For years, the public has watched members of Congress enter office with modest wealth and leave as millionaires. Lately there has been a lot of talk about Congresswoman Ilhan Omar’s net worth soaring from o to $30,000,000 while holding office for only a few years. Before that it was Nancy Pelosi’s net worth which had spared because of stock trades. It doesn’t matter which party we are discussing, if you are elected to Congress your net worth usually increases despite a salary of $174,000.
While not every lawmaker fits that pattern, the trend is widespread enough to raise an uncomfortable question: Why does serving in public office so often coincide with becoming significantly richer?
The answer isn’t singular, it’s a mix of structural loopholes, weak oversight, and a political culture that has grown far too comfortable with blurred boundaries between public service and personal gain.
First, lawmakers have unusual access to market-moving information. They may not receive insider trading tips in the traditional corporate sense, but they do sit in classified briefings about industries, national emergencies, regulatory changes, and international events—information that can directly influence the stock market. Even though insider trading by members of Congress is technically illegal, enforcement has been almost nonexistent. The STOCK Act, passed with great fanfare, has proven toothless, relying heavily on self-reporting and generating little more than headlines when a violation occurs.
Then there’s the revolving door. Many lawmakers know that their time in Congress, whether it lasts four years or forty, is a springboard to highly paid consulting, lobbying, or corporate board positions. The incentive to stay friendly with powerful industries is obvious: today’s legislative committee assignment can become tomorrow’s seven-figure job offer. When lawmakers are surrounded by people who earn fortunes influencing public policy, it’s no surprise some start thinking about their own exit strategy.
Another factor is the broader ecosystem of influence—book deals, speaking fees, donor relationships, and political branding. Once a member of Congress gains national visibility, doors open. Publishers offer advances. Special interest groups pay for speeches. Media attention boosts name recognition, which often translates into opportunities completely unrelated to governing. These aren’t illegal, but the optics are troubling: the wealthier and more insulated lawmakers become, the further they drift from the daily struggles of their constituents.
We also shouldn’t ignore the rules they write for themselves. Congressional salaries haven’t skyrocketed, but perks, allowances, benefits, and tax advantages—paired with the ability to use campaign funds for a wide range of expenses—create financial cushioning that ordinary Americans could only dream of. Add in homes, travel reimbursements, and connections to donors willing to help with everything from fundraising to consulting gigs, and the picture becomes clear.
The result is a structural problem, not a partisan one. And when public service becomes a reliable pathway to private wealth, trust erodes. Voters see the imbalance clearly: while families struggle with rising costs, many lawmakers enjoy rising fortunes.

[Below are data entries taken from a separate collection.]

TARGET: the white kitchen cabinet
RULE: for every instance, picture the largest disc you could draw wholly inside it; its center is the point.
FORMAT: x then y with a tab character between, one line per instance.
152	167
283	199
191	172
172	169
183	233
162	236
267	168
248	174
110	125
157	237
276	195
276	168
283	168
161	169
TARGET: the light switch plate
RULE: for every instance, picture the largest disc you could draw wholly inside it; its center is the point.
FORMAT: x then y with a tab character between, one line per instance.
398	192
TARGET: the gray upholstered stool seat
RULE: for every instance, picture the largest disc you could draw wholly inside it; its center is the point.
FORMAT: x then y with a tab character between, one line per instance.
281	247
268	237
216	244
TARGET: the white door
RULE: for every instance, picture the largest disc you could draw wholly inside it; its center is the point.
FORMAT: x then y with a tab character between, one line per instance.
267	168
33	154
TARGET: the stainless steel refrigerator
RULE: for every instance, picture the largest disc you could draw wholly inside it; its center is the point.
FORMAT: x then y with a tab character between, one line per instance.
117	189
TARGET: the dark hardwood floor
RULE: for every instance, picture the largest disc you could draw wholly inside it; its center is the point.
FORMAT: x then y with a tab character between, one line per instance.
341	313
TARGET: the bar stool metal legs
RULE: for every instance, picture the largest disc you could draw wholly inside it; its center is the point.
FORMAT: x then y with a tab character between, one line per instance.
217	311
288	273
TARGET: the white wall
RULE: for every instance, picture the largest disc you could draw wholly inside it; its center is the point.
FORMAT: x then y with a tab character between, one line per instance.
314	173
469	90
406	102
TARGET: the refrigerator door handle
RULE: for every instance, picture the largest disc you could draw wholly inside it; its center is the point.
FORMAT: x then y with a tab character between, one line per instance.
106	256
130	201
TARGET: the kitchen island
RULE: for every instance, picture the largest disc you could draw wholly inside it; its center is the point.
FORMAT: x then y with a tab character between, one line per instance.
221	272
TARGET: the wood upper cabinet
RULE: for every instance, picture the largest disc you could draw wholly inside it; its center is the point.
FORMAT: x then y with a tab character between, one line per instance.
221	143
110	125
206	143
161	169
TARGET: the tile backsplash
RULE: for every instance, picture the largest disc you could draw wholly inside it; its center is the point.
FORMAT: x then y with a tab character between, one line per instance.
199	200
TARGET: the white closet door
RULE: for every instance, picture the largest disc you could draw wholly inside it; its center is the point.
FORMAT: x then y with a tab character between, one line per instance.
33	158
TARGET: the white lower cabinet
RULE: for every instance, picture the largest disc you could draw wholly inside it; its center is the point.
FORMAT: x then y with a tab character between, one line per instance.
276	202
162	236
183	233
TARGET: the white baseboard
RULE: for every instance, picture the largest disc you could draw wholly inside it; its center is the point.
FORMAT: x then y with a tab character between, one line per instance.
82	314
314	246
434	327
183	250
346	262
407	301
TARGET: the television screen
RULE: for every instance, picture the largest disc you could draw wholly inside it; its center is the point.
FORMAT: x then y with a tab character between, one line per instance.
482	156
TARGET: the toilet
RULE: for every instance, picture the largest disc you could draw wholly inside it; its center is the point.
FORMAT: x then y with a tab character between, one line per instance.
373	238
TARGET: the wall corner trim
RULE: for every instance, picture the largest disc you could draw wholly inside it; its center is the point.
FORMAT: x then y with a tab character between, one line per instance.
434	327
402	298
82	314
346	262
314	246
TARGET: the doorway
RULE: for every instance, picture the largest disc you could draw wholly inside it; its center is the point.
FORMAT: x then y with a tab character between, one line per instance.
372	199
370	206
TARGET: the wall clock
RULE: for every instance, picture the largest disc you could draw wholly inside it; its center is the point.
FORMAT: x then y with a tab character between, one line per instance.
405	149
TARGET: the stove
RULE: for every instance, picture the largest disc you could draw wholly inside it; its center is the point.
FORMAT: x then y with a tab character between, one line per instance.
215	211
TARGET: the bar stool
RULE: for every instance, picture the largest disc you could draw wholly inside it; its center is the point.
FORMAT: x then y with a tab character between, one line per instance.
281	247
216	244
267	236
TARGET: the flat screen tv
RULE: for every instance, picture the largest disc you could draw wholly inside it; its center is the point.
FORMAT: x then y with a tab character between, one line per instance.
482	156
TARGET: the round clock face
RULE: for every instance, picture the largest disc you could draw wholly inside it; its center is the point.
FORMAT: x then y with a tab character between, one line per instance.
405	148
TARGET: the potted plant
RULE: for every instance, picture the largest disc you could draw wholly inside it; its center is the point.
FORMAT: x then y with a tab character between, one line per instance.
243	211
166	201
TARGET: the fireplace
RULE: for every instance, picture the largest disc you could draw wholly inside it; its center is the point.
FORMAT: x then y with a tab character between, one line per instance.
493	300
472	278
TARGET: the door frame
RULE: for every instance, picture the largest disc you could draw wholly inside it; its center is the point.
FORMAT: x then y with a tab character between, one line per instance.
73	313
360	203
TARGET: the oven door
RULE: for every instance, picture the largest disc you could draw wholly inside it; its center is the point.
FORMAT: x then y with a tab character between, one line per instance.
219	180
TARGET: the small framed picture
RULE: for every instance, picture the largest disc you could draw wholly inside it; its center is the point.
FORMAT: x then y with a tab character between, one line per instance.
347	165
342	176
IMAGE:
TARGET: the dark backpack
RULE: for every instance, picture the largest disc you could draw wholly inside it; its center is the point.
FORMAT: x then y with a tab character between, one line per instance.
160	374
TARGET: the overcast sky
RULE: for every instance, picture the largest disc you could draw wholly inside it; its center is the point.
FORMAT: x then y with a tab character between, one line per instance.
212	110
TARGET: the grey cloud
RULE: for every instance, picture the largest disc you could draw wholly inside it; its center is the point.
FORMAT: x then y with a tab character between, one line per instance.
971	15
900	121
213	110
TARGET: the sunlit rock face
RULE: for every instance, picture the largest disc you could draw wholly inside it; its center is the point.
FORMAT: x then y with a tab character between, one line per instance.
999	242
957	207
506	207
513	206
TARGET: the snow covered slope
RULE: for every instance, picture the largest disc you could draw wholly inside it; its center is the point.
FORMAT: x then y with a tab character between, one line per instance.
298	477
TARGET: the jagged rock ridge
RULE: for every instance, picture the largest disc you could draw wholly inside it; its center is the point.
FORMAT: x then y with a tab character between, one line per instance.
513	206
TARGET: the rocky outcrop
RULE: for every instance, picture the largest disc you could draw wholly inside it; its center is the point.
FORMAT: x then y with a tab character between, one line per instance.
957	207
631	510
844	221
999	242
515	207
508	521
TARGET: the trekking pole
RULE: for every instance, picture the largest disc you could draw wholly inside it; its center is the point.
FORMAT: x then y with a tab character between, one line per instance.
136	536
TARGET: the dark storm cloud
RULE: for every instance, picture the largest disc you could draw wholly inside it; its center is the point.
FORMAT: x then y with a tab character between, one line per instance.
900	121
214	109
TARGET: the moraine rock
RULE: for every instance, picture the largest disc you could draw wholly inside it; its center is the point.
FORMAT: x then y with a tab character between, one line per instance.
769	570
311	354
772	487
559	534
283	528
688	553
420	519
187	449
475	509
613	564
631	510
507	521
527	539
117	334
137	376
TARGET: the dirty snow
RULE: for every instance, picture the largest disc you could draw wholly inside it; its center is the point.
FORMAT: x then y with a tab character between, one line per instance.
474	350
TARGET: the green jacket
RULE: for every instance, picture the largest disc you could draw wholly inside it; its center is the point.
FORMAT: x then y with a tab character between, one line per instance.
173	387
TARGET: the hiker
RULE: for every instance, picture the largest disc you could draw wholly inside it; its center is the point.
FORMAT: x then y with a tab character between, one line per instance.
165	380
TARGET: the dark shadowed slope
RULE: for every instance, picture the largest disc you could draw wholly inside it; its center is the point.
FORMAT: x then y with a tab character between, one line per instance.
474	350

What’s needed is simple, even if it’s politically inconvenient:
Ban individual stock trading for members of Congress and their immediate families.
Strengthen the STOCK Act with real enforcement, stiff penalties, and independent oversight.
Reform lobbying rules and extend cooling-off periods after leaving office.
Increase transparency on outside income, consulting work, and book deals.
Serving in Congress should be a public duty—not an investment strategy.
Don’t hold your breath that changes will be made. Of course, term limits would stop the enrichment. But Congress won’t enact limits and they won’t stop insider trading. The money grab will continue unless we the people put a stop to it.